Gaunt brought his assembled company to a halt in a silo bay that had once held furnaces and bell kilns. They pulled off their rebreather masks. The floor, the air itself, was permeated with a greenish microdust that tasted of iron or blood. Shattered plastic crating was scattered over the place. They were five kilometres from the bombardment line now, and the noise of the drum-mills, chattering away in barns and manufactories all around them, was even louder than the shells.

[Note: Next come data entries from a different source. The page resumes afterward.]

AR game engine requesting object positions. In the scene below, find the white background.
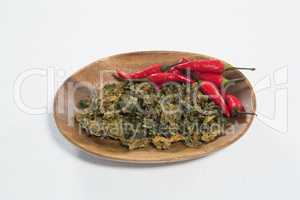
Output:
[0,0,300,200]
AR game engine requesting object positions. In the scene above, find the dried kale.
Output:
[75,82,229,149]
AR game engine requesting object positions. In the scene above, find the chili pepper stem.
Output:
[237,112,257,116]
[160,62,180,72]
[224,67,256,72]
[222,78,246,86]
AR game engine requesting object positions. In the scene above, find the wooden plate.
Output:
[54,51,256,163]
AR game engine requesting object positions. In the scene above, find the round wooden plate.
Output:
[54,51,256,163]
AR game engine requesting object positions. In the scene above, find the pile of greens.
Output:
[75,81,228,149]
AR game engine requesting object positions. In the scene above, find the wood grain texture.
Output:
[54,51,256,163]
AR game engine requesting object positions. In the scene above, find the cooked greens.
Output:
[75,81,228,150]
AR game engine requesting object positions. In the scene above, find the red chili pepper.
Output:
[199,81,230,117]
[176,59,255,74]
[225,94,256,117]
[192,72,245,88]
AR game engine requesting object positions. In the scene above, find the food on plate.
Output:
[75,58,252,150]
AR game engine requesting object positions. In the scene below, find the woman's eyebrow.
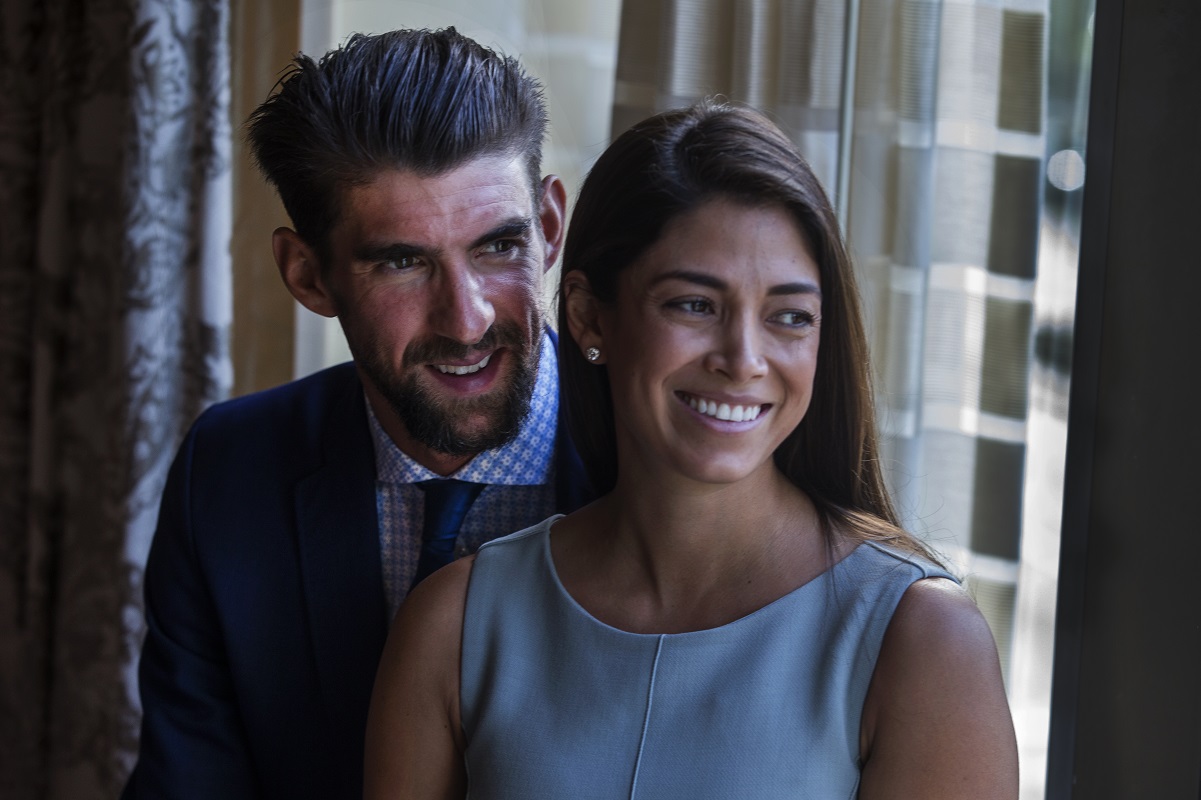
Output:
[651,269,821,297]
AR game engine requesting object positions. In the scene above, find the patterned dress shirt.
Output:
[368,334,558,619]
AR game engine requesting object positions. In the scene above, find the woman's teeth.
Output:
[688,398,763,422]
[434,353,492,375]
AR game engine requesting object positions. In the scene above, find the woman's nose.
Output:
[706,315,767,383]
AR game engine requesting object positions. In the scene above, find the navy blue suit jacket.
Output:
[123,364,586,800]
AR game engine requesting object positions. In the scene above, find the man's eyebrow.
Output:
[353,241,430,264]
[651,269,821,297]
[471,217,533,249]
[354,217,533,263]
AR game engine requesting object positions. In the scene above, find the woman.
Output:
[366,105,1017,800]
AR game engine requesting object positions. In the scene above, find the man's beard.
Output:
[355,320,542,456]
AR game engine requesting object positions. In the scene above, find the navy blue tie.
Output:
[413,479,484,586]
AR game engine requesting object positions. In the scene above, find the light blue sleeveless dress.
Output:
[460,517,950,800]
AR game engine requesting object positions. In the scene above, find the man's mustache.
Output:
[404,322,527,366]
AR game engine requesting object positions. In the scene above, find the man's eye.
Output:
[382,256,420,269]
[484,239,518,253]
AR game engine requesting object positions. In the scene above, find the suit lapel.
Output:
[295,367,388,752]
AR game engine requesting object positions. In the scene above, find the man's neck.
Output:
[363,382,478,476]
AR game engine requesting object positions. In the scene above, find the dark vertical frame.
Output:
[1046,0,1201,787]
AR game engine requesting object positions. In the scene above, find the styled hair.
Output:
[558,101,931,557]
[246,28,546,258]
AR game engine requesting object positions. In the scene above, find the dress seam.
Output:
[629,633,667,800]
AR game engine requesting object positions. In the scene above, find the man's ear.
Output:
[271,228,337,317]
[562,269,605,364]
[538,175,567,271]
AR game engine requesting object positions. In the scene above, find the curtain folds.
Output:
[614,0,1047,668]
[0,0,231,800]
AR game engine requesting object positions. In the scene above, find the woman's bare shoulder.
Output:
[859,578,1017,800]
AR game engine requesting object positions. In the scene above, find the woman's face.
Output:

Corbec had got his men away from the fire zone just about intact, although everyone had been felled by the Shockwave and eighteen had been deafened permanently by the air-burst. The Imperial Guard infirmaries over the lines would patch ruptured ear drums with plastene diaphragms or implant acoustic enhancers in a matter of moments. But that was over the lines. Out here, eighteen deaf men were a liability. When they formed up to move, Gaunt would station them in the midst of his column, where they could take maximum guidance and warning from the men around them. There were other injuries too, a number of broken arms, ribs and collarbones. However, everyone was walking and that was a mercy.